Diving in a Kelp Forest on a good day, when the water is clear, is like moving effortlessly through any dense forest on land – except you can fly. ...Read More
My first ventures into the underwater world were in a Kelp Forest off the coast of San Diego, California. It was there that I was first inspired to view the ocean as the last frontier – a place of discovery. Sadly, we know more about the planets in our solar system than we do about our own ocean. With around 70% of our planet being ocean, it seems astonishing that more than 80% is unexplored.

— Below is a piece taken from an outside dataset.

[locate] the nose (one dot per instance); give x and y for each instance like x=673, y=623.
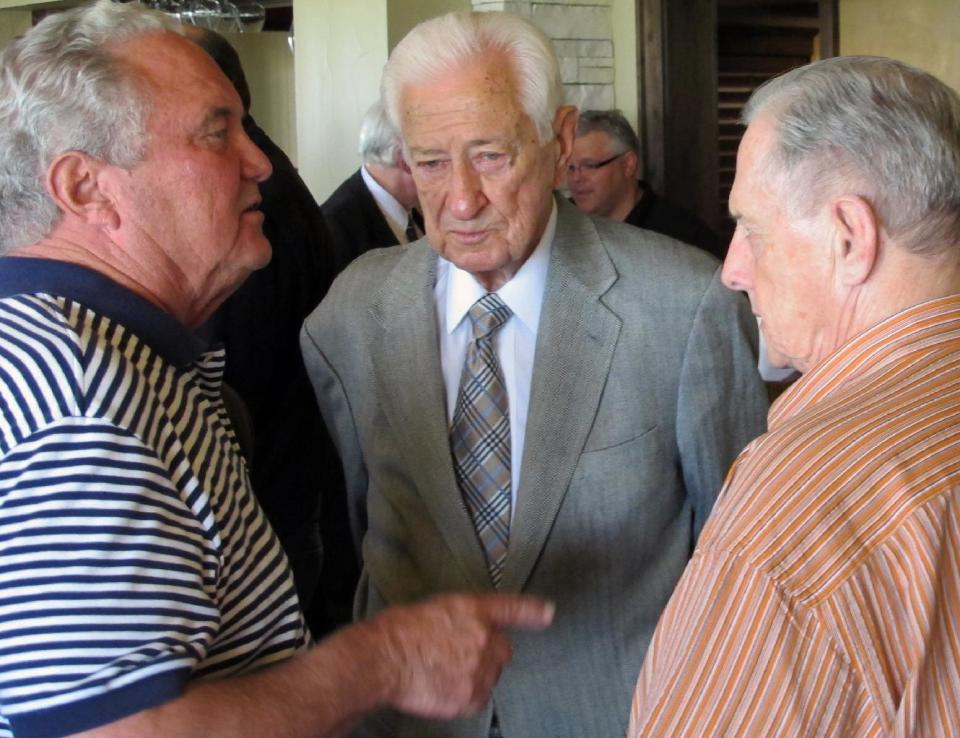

Photographing the Kelp Forest in extreme resolution was always a plan for me, but one that would have to wait until I had a funded project that would allow me to spend the time and resources necessary. Some early tests done in 2001 had told me that this would be one of the most difficult images I could attempt – to build a super resolution image photographed in hundreds or thousands of pieces – of a subject that is immense and constantly in motion.
In 2012, a commission gave me the opportunity create a series of extreme resolution images of California Giant Kelp Forests. Diving for months in California’s Channel Islands followed by months of assembling the imagery, the Kelp Forest Collection came to life. The commissioned image, a 3 Gigapixel composite image of a Kelp Forest on San Clemente Island composed of over 1200 individual images now adorns the 130 foot wide wall of architectural glass in front of the Aquarium of the Pacific in Long Beach, California.